Re: Venetian penthouse: Sam & Cris
Cris didn't think he was a complicated guy. He liked things the way he liked them. And he sure wasn't shy. His stances on things weren't kept secret, whether that was some bloated sense of entitlement or not, it was just how he was, always had been. He thought he was usually right, and he didn't do much second-guessing of his gut. But all that confidence, nature and nurture, it came hand-in-hand with his possessiveness, insecurity leading to jealousy—or whatever it was. He would never think of it that way. Maybe it seeded different even, rooted to some other cause and effect. But it was there. Backwards, traditional, whatever other people thought of it, it was there. He knew you couldn't own another person, but he was the kinda guy who believed in devotion, or his own version of it (probably talk for another day). And being the type who went in deep and went in fast, it never occurred to him to get acclimated. He went straight for boiling water, ocean vent seething, cooking from the inside out, and he got that as love.—He believed you should know the person, yeah, of course. But he didn't think it had to be whole. You got to know people over time, and you could love the parts of them you knew then.
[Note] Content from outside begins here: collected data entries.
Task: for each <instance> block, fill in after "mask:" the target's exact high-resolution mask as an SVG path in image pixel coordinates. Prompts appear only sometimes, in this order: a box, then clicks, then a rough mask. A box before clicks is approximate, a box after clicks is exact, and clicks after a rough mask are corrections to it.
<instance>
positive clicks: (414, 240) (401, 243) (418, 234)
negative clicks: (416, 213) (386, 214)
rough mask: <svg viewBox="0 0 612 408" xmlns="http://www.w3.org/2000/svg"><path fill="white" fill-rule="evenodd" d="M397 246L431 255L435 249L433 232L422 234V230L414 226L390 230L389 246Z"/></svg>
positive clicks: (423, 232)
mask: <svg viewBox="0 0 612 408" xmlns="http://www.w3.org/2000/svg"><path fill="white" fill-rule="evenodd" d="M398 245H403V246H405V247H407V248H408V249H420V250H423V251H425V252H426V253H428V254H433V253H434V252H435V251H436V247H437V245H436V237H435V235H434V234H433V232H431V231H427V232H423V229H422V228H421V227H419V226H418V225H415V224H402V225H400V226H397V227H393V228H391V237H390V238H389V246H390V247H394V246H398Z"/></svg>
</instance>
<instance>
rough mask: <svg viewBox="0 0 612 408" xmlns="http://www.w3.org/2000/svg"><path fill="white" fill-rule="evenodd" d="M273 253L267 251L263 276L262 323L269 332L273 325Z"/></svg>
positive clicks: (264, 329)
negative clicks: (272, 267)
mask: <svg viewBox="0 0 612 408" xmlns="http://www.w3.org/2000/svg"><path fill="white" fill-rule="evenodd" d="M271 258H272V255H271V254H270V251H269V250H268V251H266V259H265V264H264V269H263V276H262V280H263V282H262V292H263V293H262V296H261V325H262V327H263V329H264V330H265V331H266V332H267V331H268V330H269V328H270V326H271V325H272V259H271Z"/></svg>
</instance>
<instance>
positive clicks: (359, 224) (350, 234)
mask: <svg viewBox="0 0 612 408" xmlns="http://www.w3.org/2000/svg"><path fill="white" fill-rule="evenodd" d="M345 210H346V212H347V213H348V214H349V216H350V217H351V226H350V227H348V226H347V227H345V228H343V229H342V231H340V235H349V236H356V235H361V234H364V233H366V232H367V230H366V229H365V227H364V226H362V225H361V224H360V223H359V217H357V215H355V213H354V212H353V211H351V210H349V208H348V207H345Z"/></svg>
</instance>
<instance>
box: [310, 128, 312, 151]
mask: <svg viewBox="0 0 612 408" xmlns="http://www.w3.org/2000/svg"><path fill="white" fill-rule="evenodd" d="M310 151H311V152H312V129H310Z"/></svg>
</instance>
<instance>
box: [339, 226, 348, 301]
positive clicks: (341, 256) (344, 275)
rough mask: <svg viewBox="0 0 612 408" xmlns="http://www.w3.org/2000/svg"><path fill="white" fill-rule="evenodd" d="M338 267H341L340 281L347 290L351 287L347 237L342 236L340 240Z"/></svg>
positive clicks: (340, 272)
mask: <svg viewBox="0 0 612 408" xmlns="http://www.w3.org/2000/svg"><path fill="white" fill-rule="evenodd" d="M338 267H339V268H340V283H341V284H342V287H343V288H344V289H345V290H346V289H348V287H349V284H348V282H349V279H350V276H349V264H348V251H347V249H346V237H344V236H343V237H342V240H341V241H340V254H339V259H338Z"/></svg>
But he knew Sam saw it different, and he knew about her history with Neil. And he wasn't gonna add to that bruise. He let the moment mellow, the girl's legs shifting between his, her knee to his thigh, and he sprawled there beneath her, taking up space like he deserved nothing less.—She brushed her cheek against his chest and Cris let his fingers rake through her hair again. He didn't think about the temporariness of the location. He traced her cheeks and she looked up at him, blue eyes blown black banishment, some votive candle lit to some saint remiss. She scoffed.
Cris grinned, watching Sam push herself up.
"No es mentira, cariño." He reached up where her hair hung down loose and twisted his fingers in the ends. His skin itched beneath the still-bloody dress pants, and he sat up too, scooping his arms under Sam to pull his legs out from beside her. Two fingers beneath her chin in a smart tap and he slid to this feet, urging malaise from marrow. "I got a good gut."
His panic had ebbed enough for him to circle that big bed. He dragged his shirt and vest inside the bedroom and closed the door on the disapproving face of the nurse. Cris undid his belt, he kicked off his shoes, and he went into the gaudy gilt bathroom to turn on water in the deep tub that took up a good quarter of the large space. The desperation, the devastation, sadness, the fear, the horror of it all and the seep of blood, it was all still there, on his skin, in his bones, muscles and joints, tethering his body together—but with Sam's weight still heavy on him as he moved, he felt... if he was cracked, him splitting apart was no longer a threat.
He didn't care that the bath was Neil's. Cris came back into the bedroom, and without much warning, scooped Sam up into his arms like she was nothing, tucked there against white shirt and chest. And in the bathroom, on tiles that reflected orbs of light, he held her as the water rose in the tub. If she didn't get free first, he bent close and all but dropped her into the warm water, scrubs and all, the water deep enough, suds rainbowing bright, that she wouldn't smack her head on polished marble.
If he was going to scrub Micah's blood off of his skin, the sweat and dirt too, well, she might as well join him. He wasn't grasping now, but he wanted her close.